China has been a real factory in the world for some time now and I just can’t help but wonder how it has completely lagged behind, mostly rural society in just a few decades has developed into perhaps the world’s greatest power. For me, China is a complete phenomenon, at the same time a fascinating and frightening world, and this is exactly what this extraordinary observational documentary made by the American filmmaker of Chinese origin Jessica Kingdon is like. Although “Ascension” was filmed in an American production, it is a documentary that without any comment by the author brings an incredible insight into modern China by focusing on the search for something that could be called the Chinese dream. A kind of counterpart of the American dream, an unattainable desire and longing for a society in which everyone has the opportunity to get rich and succeed, although this, of course, will not happen.

From the first to the last sequences, “Ascencion” brings a great insight into Chinese society and views on the life of the locals, but also the unimaginable differences that exist there in class and wealth. We see here all the splendor and misery of modern China and Kingdon follows various groups of people here as they do their daily chores, as they learn some new skills and as they live their daily lives. Nathan Truesdall’s photography is fantastic. We have wonderful aerial photographs, masterfully composed shots in which you can read in the background those typical communist slogans screaming from the facades of buildings while everything below looks like a scene from a science fiction movie. Kingdon takes us to those still rather primitive factories where work is still done by hand, through the butler school for the richest members of society to fuck doll factories, courses for influencers and life and business coaches, and training for security guards.

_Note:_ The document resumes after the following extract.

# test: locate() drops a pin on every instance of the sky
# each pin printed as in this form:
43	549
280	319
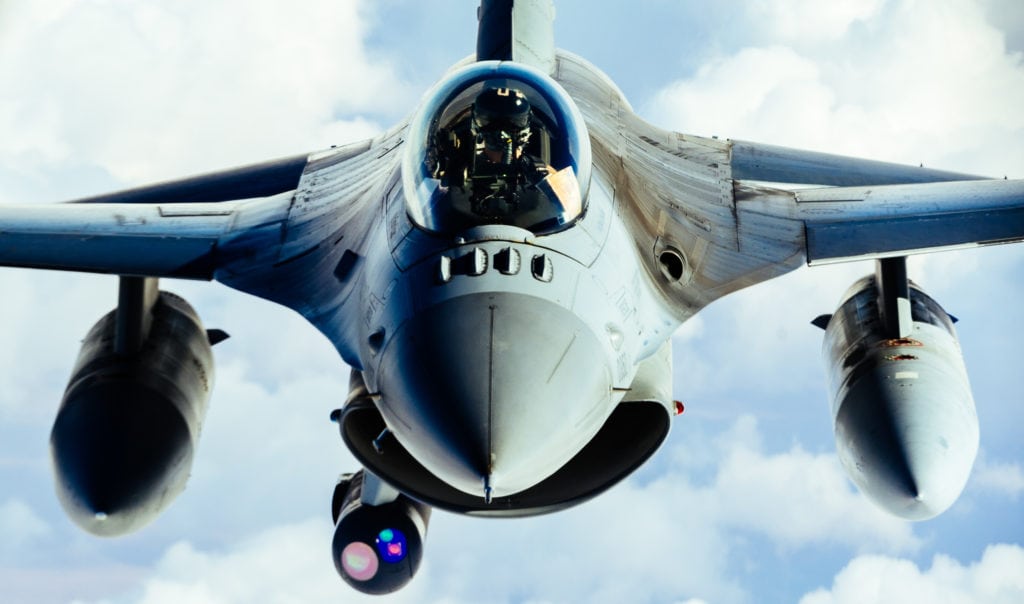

There is no comment from the author, she and her team simply record what is happening in front of them with a camera, and the whole series of short lines and stories from Chinese everyday life is masterfully arranged in the montage. There is no main protagonist whose fate is being monitored, but Kingdon is filming countless people who act as if there are no cameras. It is only at the very beginning that “Ascenscion” may act as one of those films that could do research on poor working conditions in the factories there, but it quickly becomes clear to us that this is a documentary that tries to dig much deeper. Kingdon is definitely and without any narration achieving what she envisioned – for a Western viewer to understand at least some of the subtext and how Chinese society increasingly resembles modern Western society. And not only that, as it has already surpassed it in many segments.

It is a society that is also already fully focused on consumerism and consumption, mass production and the desire of the individual to try to get rich as soon as possible. So in one scene we have footage of a job store in a huge square where thousands and thousands of people gather, and over the loudspeaker you can hear who is looking for workers for what job. It all seems incredibly futuristic, unreal, dystopian, especially when we move to an erotic doll factory. In a conversation between people or in the annual speech of the head of a corporation, we hear how obsessed everyone is to surpass America in terms of GDP. It all seems to me completely dehumanizing, inhuman, absurd and completely insane, as if some perfect bullshit of communist utopia has been achieved about people brainwashed by loyal parties and committed to some national goal, and at the same time almost like the world from Huxley’s “Great New World” they dream of attaining wealth, simple pleasures with a complete renunciation of their own will and thinking. Everything for the purpose of monetizing anything and what cannot be cashed in has no value. Rating 9/10.